Abstract 2687: A Watchful Waiting Behavior is Advisable Before Implanting an ICD in Patients with Chronic Heart Failure
Aims. Current guidelines for chronic heart failure (HF) recommend implantion of an ICD in NYHA class II-III patients with an ejection fraction (EF) less than 30% who are optimized to pharmacological treatment. To test the clinical implications of such recommendations, we assessed the Val-HeFT database for the number of patients eligible for ICD implantation and their outcomes at 2 years.
Methods. Val-HeFT trial included patients with HF, NYHA class II-IV, on stable, optimized treatment for at least 1 month, with reduced EF (<40%), and left ventricular dilatation. Patients with ICD indication were selected among the 4550 patients for whom complete clinical information, an EF measure at baseline and at 4 months were available.

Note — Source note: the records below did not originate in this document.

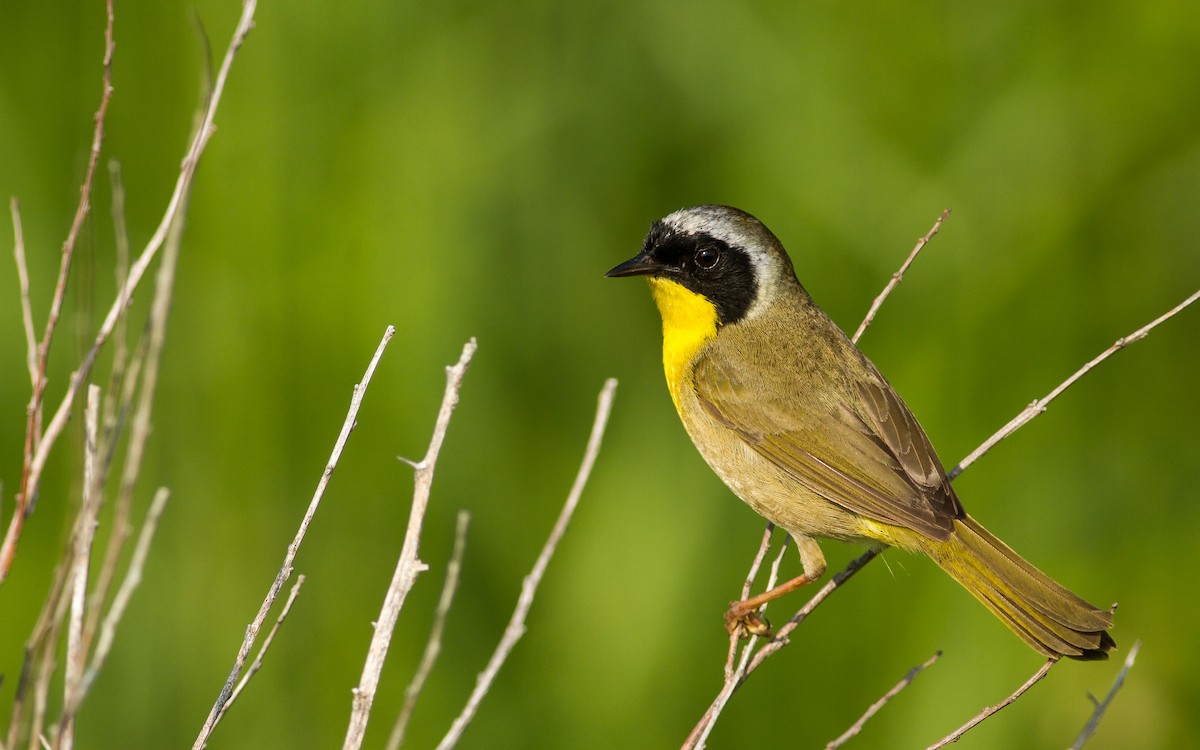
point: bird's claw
(743, 622)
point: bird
(799, 424)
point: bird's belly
(771, 491)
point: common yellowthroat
(803, 427)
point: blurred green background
(472, 169)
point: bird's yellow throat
(689, 319)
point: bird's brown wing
(879, 465)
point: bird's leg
(743, 618)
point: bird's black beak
(642, 264)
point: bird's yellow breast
(689, 319)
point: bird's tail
(1047, 616)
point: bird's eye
(707, 257)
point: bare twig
(81, 557)
(516, 627)
(34, 466)
(34, 441)
(700, 732)
(125, 592)
(255, 666)
(735, 675)
(898, 277)
(27, 309)
(433, 646)
(1039, 405)
(408, 567)
(887, 696)
(147, 366)
(289, 556)
(1103, 706)
(991, 709)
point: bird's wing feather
(879, 465)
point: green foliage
(472, 169)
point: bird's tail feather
(1045, 615)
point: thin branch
(433, 646)
(147, 366)
(31, 474)
(267, 643)
(408, 567)
(1039, 405)
(702, 729)
(81, 557)
(898, 277)
(516, 627)
(293, 549)
(27, 310)
(991, 709)
(129, 585)
(735, 639)
(887, 696)
(33, 437)
(1103, 706)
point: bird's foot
(743, 621)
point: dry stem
(991, 709)
(1103, 706)
(898, 277)
(267, 643)
(37, 448)
(1039, 405)
(433, 645)
(887, 696)
(408, 567)
(289, 556)
(516, 627)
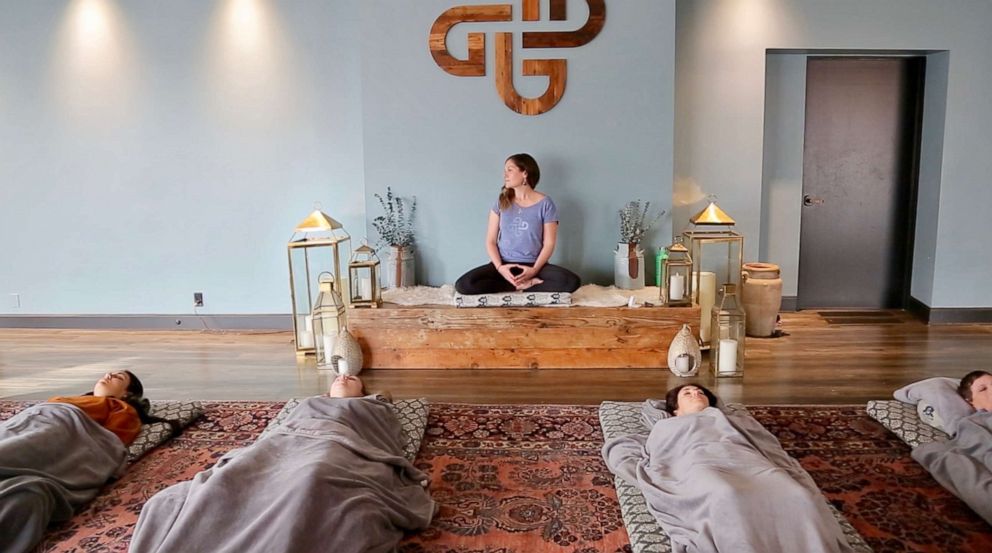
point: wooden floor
(817, 362)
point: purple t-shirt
(521, 230)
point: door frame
(914, 168)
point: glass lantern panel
(305, 264)
(324, 334)
(676, 284)
(720, 256)
(361, 284)
(727, 345)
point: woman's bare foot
(528, 283)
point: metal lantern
(676, 276)
(363, 278)
(329, 318)
(727, 343)
(313, 249)
(715, 247)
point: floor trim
(150, 322)
(949, 315)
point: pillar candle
(676, 287)
(707, 297)
(305, 339)
(328, 347)
(728, 355)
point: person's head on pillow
(688, 399)
(976, 389)
(347, 386)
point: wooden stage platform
(447, 337)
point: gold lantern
(717, 252)
(313, 249)
(727, 326)
(329, 319)
(363, 278)
(676, 276)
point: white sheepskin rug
(420, 295)
(590, 295)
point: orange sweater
(111, 413)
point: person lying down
(718, 481)
(332, 477)
(57, 455)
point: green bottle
(659, 260)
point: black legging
(485, 279)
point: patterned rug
(522, 479)
(867, 473)
(518, 479)
(106, 524)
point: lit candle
(676, 287)
(306, 339)
(328, 346)
(707, 297)
(728, 355)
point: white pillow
(937, 402)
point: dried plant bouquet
(395, 225)
(635, 221)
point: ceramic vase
(684, 344)
(399, 268)
(761, 298)
(628, 266)
(348, 350)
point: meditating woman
(331, 477)
(522, 232)
(976, 389)
(719, 481)
(55, 456)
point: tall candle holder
(727, 339)
(676, 277)
(715, 247)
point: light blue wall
(445, 138)
(180, 157)
(782, 169)
(720, 76)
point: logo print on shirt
(519, 226)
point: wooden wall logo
(475, 65)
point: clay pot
(762, 298)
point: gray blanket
(721, 482)
(332, 477)
(53, 459)
(963, 464)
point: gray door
(859, 181)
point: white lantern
(312, 250)
(329, 319)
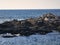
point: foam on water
(53, 39)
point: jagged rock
(41, 25)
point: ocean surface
(48, 39)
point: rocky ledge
(41, 25)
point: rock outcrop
(42, 25)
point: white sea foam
(3, 20)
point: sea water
(48, 39)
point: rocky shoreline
(41, 25)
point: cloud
(29, 4)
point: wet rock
(41, 25)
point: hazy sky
(29, 4)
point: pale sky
(29, 4)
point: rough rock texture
(42, 25)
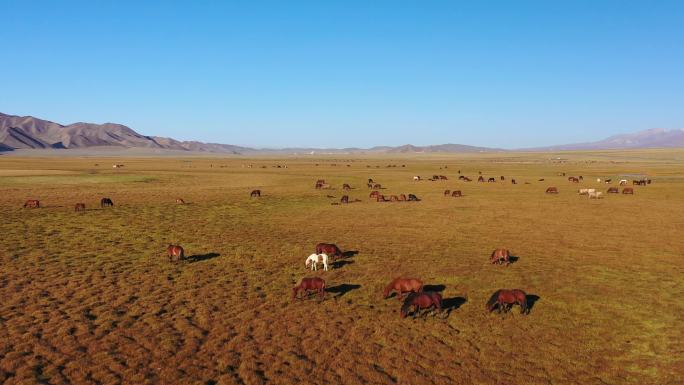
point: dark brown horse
(501, 256)
(419, 301)
(403, 285)
(175, 252)
(310, 284)
(505, 299)
(330, 249)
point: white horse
(315, 259)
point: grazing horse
(175, 251)
(424, 300)
(310, 284)
(330, 249)
(501, 256)
(403, 285)
(315, 259)
(505, 299)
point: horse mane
(493, 299)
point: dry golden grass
(89, 298)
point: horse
(403, 285)
(314, 259)
(501, 256)
(424, 300)
(330, 249)
(308, 284)
(505, 299)
(175, 251)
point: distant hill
(653, 138)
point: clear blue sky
(349, 73)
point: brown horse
(175, 252)
(423, 300)
(403, 285)
(309, 284)
(501, 256)
(330, 249)
(505, 299)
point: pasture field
(89, 298)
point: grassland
(89, 298)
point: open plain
(90, 298)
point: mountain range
(27, 132)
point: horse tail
(492, 300)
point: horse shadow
(531, 300)
(349, 253)
(201, 257)
(339, 264)
(342, 289)
(451, 304)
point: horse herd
(416, 300)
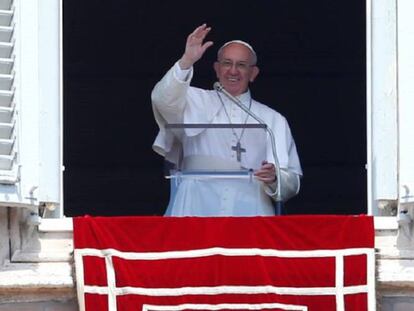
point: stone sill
(395, 268)
(49, 275)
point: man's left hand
(267, 173)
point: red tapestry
(314, 263)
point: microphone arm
(218, 87)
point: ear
(254, 73)
(216, 68)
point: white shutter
(8, 145)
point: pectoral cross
(238, 148)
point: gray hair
(253, 52)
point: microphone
(219, 88)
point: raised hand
(195, 46)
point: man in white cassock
(176, 102)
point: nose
(233, 69)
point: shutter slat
(6, 115)
(6, 162)
(5, 4)
(5, 17)
(8, 152)
(6, 33)
(6, 49)
(6, 65)
(6, 82)
(6, 146)
(6, 98)
(6, 130)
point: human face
(235, 68)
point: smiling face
(236, 68)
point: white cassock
(175, 101)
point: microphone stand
(279, 203)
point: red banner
(232, 263)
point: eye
(242, 66)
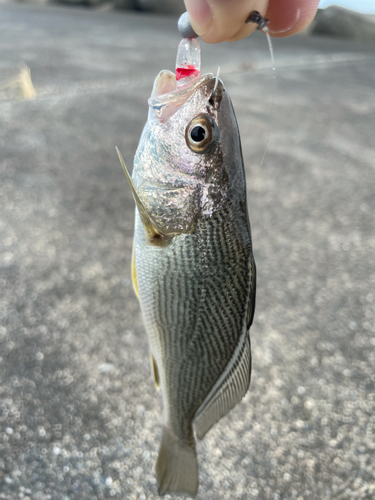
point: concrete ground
(79, 416)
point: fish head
(189, 160)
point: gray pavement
(79, 416)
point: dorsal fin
(152, 231)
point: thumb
(223, 20)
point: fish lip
(166, 105)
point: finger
(223, 20)
(288, 17)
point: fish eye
(200, 134)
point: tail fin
(177, 466)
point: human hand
(224, 20)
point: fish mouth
(166, 98)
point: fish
(193, 268)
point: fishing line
(273, 92)
(257, 18)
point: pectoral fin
(150, 226)
(134, 273)
(154, 368)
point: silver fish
(193, 266)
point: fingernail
(200, 15)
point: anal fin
(228, 390)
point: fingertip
(288, 17)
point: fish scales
(194, 267)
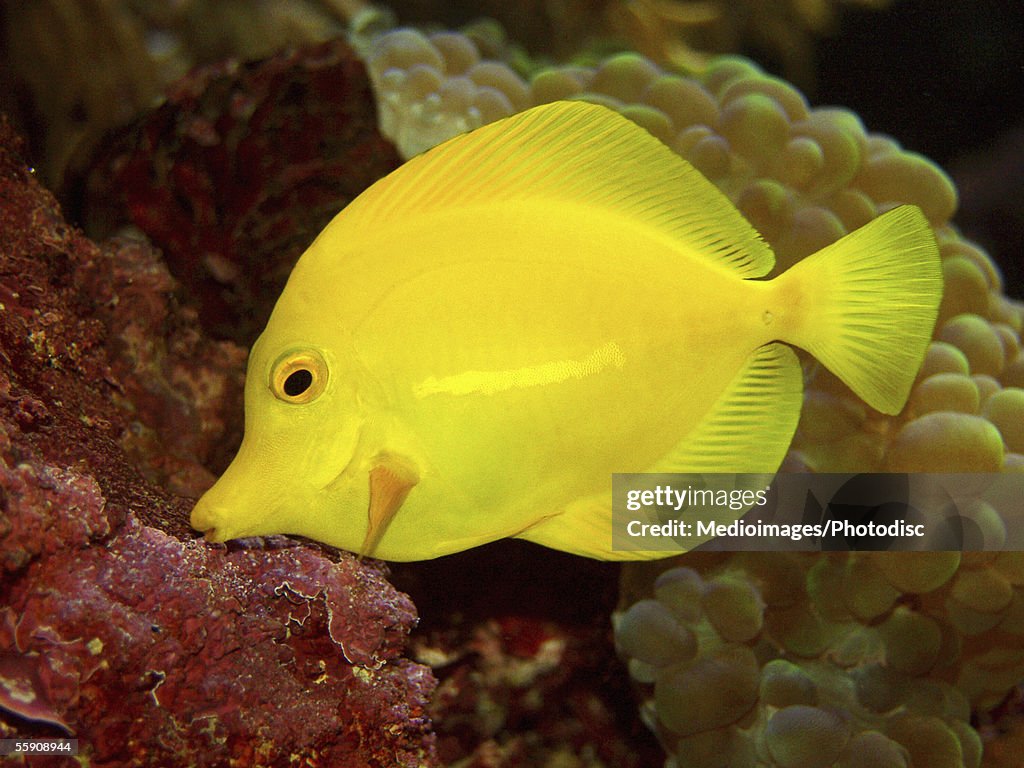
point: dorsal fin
(571, 152)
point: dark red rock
(117, 625)
(239, 170)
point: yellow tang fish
(474, 345)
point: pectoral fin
(390, 480)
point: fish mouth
(209, 520)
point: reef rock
(117, 627)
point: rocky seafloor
(122, 374)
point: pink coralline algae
(117, 627)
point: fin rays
(574, 153)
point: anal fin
(748, 430)
(751, 426)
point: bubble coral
(858, 659)
(816, 659)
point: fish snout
(209, 518)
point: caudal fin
(871, 300)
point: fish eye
(298, 377)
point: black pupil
(298, 382)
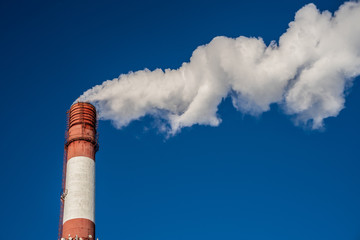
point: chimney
(78, 198)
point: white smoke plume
(306, 73)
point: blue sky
(250, 178)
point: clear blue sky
(249, 179)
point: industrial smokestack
(78, 198)
(306, 73)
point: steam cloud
(306, 73)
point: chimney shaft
(79, 195)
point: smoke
(306, 73)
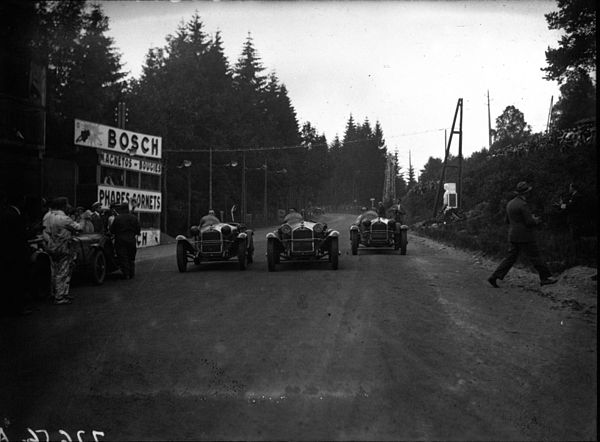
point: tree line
(203, 106)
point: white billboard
(120, 161)
(116, 140)
(148, 237)
(143, 200)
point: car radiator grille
(302, 240)
(211, 242)
(379, 231)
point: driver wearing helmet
(209, 219)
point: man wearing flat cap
(96, 218)
(521, 237)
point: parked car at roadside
(302, 240)
(214, 243)
(95, 256)
(372, 230)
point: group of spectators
(54, 227)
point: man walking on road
(521, 237)
(125, 227)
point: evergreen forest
(233, 122)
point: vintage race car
(217, 242)
(372, 230)
(302, 240)
(95, 256)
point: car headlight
(286, 229)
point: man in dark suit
(125, 228)
(521, 237)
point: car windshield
(369, 214)
(293, 217)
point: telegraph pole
(489, 124)
(459, 105)
(265, 210)
(549, 114)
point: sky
(402, 63)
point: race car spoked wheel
(98, 267)
(242, 256)
(181, 257)
(334, 254)
(403, 242)
(271, 255)
(250, 254)
(354, 242)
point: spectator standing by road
(521, 237)
(86, 222)
(125, 228)
(59, 229)
(96, 219)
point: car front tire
(334, 254)
(354, 242)
(242, 255)
(181, 257)
(271, 255)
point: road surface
(388, 347)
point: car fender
(185, 242)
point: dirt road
(388, 347)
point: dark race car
(95, 256)
(372, 230)
(216, 242)
(299, 239)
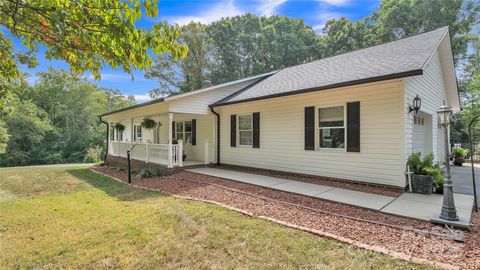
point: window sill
(335, 150)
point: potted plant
(458, 154)
(148, 123)
(119, 127)
(426, 176)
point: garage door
(419, 134)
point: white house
(345, 117)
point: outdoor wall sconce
(417, 103)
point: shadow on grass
(112, 187)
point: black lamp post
(449, 211)
(417, 103)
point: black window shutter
(233, 130)
(194, 132)
(310, 128)
(256, 130)
(353, 126)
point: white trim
(317, 128)
(170, 98)
(184, 132)
(238, 130)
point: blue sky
(314, 12)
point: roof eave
(159, 100)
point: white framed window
(119, 135)
(183, 131)
(245, 130)
(137, 133)
(331, 127)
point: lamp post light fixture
(417, 103)
(449, 211)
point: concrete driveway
(462, 179)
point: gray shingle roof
(396, 59)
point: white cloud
(269, 7)
(324, 17)
(335, 2)
(117, 77)
(211, 14)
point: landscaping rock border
(408, 243)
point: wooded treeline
(247, 45)
(56, 119)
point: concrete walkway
(417, 206)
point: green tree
(70, 104)
(398, 18)
(87, 34)
(28, 127)
(248, 45)
(177, 76)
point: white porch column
(170, 143)
(147, 150)
(180, 153)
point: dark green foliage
(56, 120)
(86, 34)
(426, 167)
(242, 46)
(150, 173)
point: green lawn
(72, 218)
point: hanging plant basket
(119, 127)
(148, 123)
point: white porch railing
(156, 153)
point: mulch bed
(403, 241)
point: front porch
(177, 139)
(159, 153)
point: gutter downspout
(218, 132)
(108, 131)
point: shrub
(119, 127)
(415, 163)
(459, 152)
(149, 173)
(427, 167)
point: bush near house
(426, 174)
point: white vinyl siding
(183, 131)
(282, 135)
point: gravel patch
(389, 234)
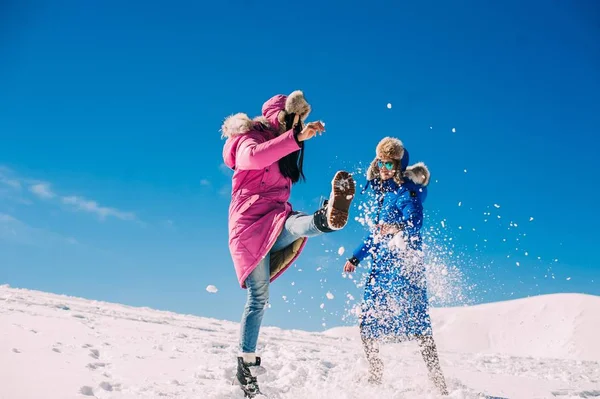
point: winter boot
(335, 211)
(375, 363)
(247, 381)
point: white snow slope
(55, 346)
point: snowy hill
(551, 326)
(55, 346)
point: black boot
(335, 212)
(245, 378)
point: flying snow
(212, 289)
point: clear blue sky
(111, 177)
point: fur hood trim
(297, 104)
(241, 123)
(389, 148)
(237, 124)
(418, 174)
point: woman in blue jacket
(395, 306)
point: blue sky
(111, 178)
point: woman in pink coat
(265, 234)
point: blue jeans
(296, 226)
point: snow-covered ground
(55, 346)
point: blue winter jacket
(394, 204)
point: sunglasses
(389, 165)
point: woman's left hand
(349, 267)
(310, 130)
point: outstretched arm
(253, 154)
(411, 213)
(359, 254)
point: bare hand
(349, 267)
(385, 229)
(310, 130)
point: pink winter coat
(260, 193)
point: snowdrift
(559, 326)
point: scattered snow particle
(86, 390)
(212, 289)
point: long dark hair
(291, 165)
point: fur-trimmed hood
(241, 123)
(389, 148)
(271, 118)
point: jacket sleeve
(411, 213)
(253, 154)
(362, 251)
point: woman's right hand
(349, 267)
(310, 130)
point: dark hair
(291, 165)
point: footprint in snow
(95, 366)
(107, 386)
(86, 390)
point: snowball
(212, 289)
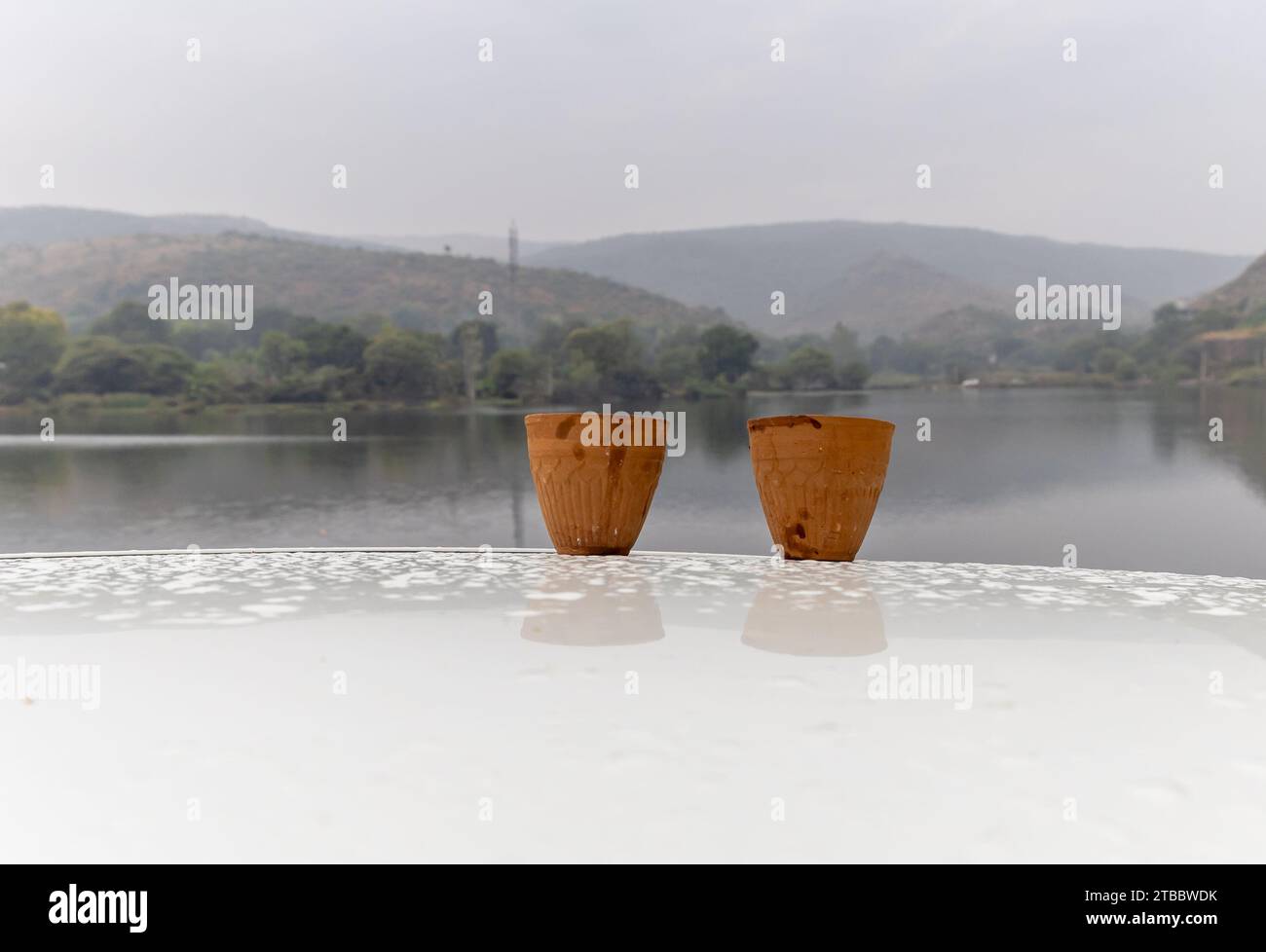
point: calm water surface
(1132, 480)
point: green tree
(808, 369)
(333, 346)
(852, 376)
(32, 342)
(281, 354)
(99, 365)
(403, 363)
(515, 374)
(166, 370)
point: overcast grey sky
(1114, 147)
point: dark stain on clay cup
(819, 480)
(594, 499)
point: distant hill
(51, 224)
(880, 277)
(473, 245)
(1244, 296)
(84, 280)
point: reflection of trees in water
(1184, 416)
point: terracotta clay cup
(819, 479)
(594, 497)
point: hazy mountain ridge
(83, 280)
(52, 224)
(1244, 296)
(822, 269)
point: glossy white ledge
(442, 704)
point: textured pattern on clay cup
(594, 497)
(819, 480)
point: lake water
(1131, 479)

Results. There were 2728/4550 patients (59.9%) who fulfilled the criteria for ICD implantation. At 4 month, 888 (32.5%) of these patients were no longer eligible for an ICD implant, mainly because of an improvement in EF (635/888,71.5%). The 2-year outcomes in patients with or without the criteria for ICD implantation are shown in the table⇓. There were a total 375 SCDs, 261 (9.6%) in the group with indication for ICD, and 114 (6.3%) in the group without indication for ICD. If an ICD was implanted in all patients with a clinical indication for ICD, at best 261 sudden cardiac deaths (SCD) could have been avoided, whereas the device would have been useless in the remaining 2467. Conversely, 30% (114/375) of the SCD that occurred in the group without an indication for an ICD would not have been prevented.
Conclusion. These findings suggest that the current guidelines for ICD implantation are unsatisfactory and that risk stratification aimed at a better identification of patients at high risk for SCD is necessary to significantly reduce the number of patients to be implanted with an ICD to save one SCD.